Tansy Harcourt, Senior Reporter at The Australian

Former Reserve Bank governor Phil Lowe has issued a call for the government to deal with the ­“politically sensitive” issue of addressing overly generous tax concessions around family homes and tweak the tax regime, based on expert advice that the GST is too low and income tax too high.

Dr Lowe was speaking at his first presentation to shareholders since joining the board of Future Generation, a philanthropic fund manager, and when asked what changes needed to be made to the tax regime, he referred to reports by the International Monetary Fund and others.

“They say Australia by comparison with other countries taxes wealth generation too high,” said Dr Lowe, who becomes chairman of Future Generation next month.

“In other words, the GST is too low and income and wealth tax is too high.

“Politicians can’t say that, but that is the advice.”

The former governor was direct when addressing the biggest elephant in the tax room, the ­nation’s housing crisis, with the cost of owning and renting homes continuing to skyrocket, despite the official interest rate remaining at a 12-year high of 4.35 per cent.

“Another thing these reports highlight is just how concessional the treatment of housing is in the Australian tax system,” Dr Lowe said. “The treatment of a family home in assets tests, in the pensions test, a lack of capital gains tax, negative gearing arrangements. There are a lot of things that people have drawn attention to that could help.”

Home prices across Australia hit new highs in March, with the median value of a home in a capital city shooting to $832,000, according to the PropTrack Home Price Index. That’s despite the fact that the chances of an interest rate cut this year have decreased.

“Each of those is very politically sensitive,” Dr Lowe said of the suggested changes. “I think we’re stuck. It’s fine right now, but will we be fine in 10 years’ time if we keep getting stuck? If nothing ­really changes, then our living standards will stagnate and it will be our kids and grandchildren that bear the cost of that.”

That cost could be an increasing wealth divide between those who own their own homes and those who either don’t or are starting to struggling with dramatically higher mortgage repayments, after the RBA’s fastest ever rate hike cycle post-Covid and under Dr Lowe’s watch.

Dr Lowe warned rates might not fall this year either as the nation struggled to bring inflation from 3.4 per cent to its target rate of between 2-3 per cent.

“It’s possible they’ll need to go up again because there’s still quite a lot of underlying cost pressures in the economy,” he said. “If wages are growing at 4 per cent, that doesn’t make for 2.5 per cent inflation unless productivity growth picks up.
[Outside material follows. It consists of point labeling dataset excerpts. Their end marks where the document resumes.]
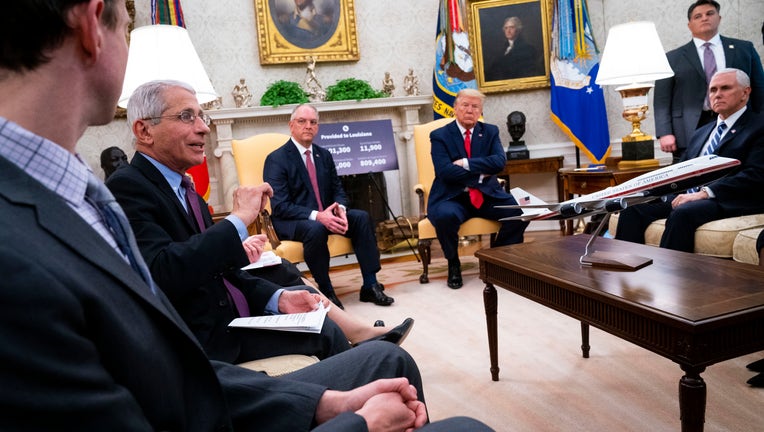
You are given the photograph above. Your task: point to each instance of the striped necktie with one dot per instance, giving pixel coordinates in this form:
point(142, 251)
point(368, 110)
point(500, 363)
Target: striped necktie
point(714, 145)
point(239, 300)
point(114, 217)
There’s still quite a lot of cost pressures in the economy, partly because productivity growth is weak.”

Future Generation founder and veteran stockpicker Geoff Wilson had a slightly more optimistic view on rates, predicting a cut might come toward the end of the year.

The Wilson Asset Management chief also remained optimistic in the short term that equity markets wouldn’t suffer any negative consequences of sticky inflation and higher interest rates.
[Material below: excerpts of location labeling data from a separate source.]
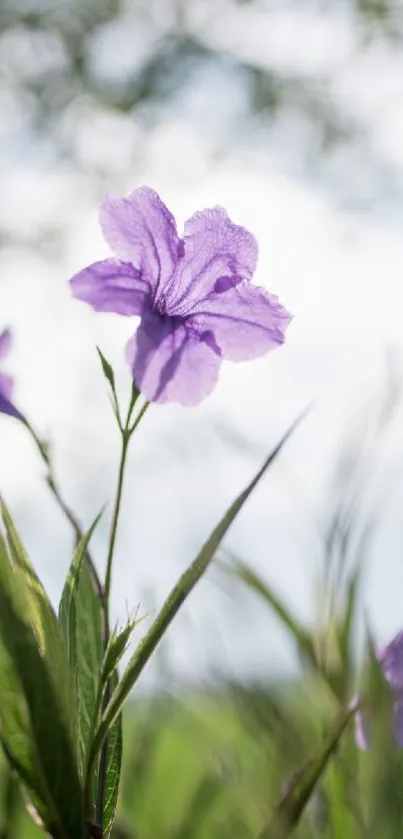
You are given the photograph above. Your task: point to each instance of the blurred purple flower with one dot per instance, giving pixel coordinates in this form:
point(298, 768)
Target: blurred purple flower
point(193, 295)
point(391, 661)
point(6, 382)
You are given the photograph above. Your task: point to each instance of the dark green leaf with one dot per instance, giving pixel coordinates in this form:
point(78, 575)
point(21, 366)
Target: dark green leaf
point(114, 766)
point(35, 732)
point(81, 619)
point(43, 621)
point(116, 648)
point(303, 783)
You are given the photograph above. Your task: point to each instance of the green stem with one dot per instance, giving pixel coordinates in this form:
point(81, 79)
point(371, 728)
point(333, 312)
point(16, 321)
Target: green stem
point(126, 432)
point(115, 520)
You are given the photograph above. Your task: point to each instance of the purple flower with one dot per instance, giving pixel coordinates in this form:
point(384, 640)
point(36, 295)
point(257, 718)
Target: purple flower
point(391, 660)
point(6, 382)
point(193, 295)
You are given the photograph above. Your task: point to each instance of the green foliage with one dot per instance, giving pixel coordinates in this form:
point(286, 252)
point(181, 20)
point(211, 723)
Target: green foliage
point(113, 767)
point(81, 621)
point(37, 704)
point(178, 595)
“I think this will be a good year,” Mr Wilson said. “And I think next year will be a tough year.”

Even though he predicted a worsening of conditions in six months, Mr Wilson had three top stock tips, including A2 Milk Co, which he predicted could rise 50 per cent over the next 12 months based on growth in the China baby milk powder market.

“This is the Year of the Dragon, which is power and a whole lot of positive thing,” he said. “Marriage registration (in China) jumped 40 per cent in the quarter to December so everyone’s going to want to have a child up there.”
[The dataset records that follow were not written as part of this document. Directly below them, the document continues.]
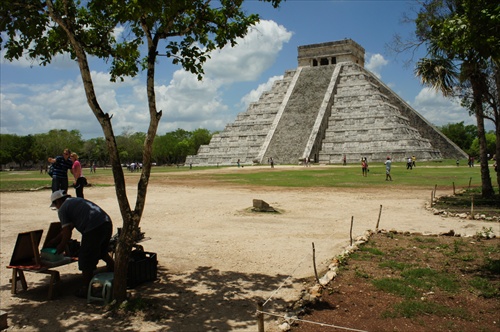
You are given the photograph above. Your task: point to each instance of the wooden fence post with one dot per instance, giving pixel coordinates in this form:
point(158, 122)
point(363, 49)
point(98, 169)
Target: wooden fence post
point(260, 317)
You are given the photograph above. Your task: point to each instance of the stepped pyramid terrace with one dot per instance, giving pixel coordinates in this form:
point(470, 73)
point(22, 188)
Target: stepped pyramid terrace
point(329, 107)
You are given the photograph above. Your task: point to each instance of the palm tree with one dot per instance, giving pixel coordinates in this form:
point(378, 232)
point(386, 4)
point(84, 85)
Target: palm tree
point(447, 71)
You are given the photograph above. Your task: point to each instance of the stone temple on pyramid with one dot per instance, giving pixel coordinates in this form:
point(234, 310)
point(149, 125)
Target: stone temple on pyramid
point(329, 107)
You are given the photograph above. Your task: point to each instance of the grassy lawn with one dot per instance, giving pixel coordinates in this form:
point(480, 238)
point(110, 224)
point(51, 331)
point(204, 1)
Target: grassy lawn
point(443, 174)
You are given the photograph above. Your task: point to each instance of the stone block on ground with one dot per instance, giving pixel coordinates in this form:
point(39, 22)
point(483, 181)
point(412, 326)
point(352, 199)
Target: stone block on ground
point(261, 206)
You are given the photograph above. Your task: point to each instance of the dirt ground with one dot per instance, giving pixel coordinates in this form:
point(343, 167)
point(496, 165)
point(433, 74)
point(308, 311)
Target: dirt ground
point(216, 259)
point(401, 282)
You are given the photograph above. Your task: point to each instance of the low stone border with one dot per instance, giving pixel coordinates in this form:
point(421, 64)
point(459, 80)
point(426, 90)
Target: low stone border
point(313, 294)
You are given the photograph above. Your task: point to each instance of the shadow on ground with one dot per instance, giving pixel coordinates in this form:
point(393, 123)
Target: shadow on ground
point(205, 299)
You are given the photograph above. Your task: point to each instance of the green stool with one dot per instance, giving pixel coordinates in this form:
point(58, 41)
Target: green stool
point(104, 280)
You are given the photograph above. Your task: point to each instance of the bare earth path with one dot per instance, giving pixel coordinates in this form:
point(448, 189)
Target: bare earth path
point(216, 259)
Also on his tip list were AMP and Global Data Centre Group.

Offsetting a conservative stance from Wilson Asset Management, Nikki Thomas from Magellan Group, which is one of the fund managers that also provides pro bono stock picking for the Future Fund, had a strongly bullish stance.

“We’re at a point where ­interest rates are plateauing at worst and probably going to come down later this year, in most countries around the world,” Ms Thomas said.

“That’s a tailwind for economies and for investors in equities.”

If rates didn’t come down, as she predicted, it would be because “growth is too good”.

“That sounds pretty good to me … we will climb the wall of worry”, about the global economy, she said.

Ms Thomas said she had a number of top stock picks, but picked Nvidia, which makes GPUs critical for the speed of ­artificial intelligence as a top stock, despite the fact its share price has already risen more than two-fold in the past 12 months.

Sticking with an AI theme, Ms Thomas said she also believed Amazon and Microsoft to be top stock picks.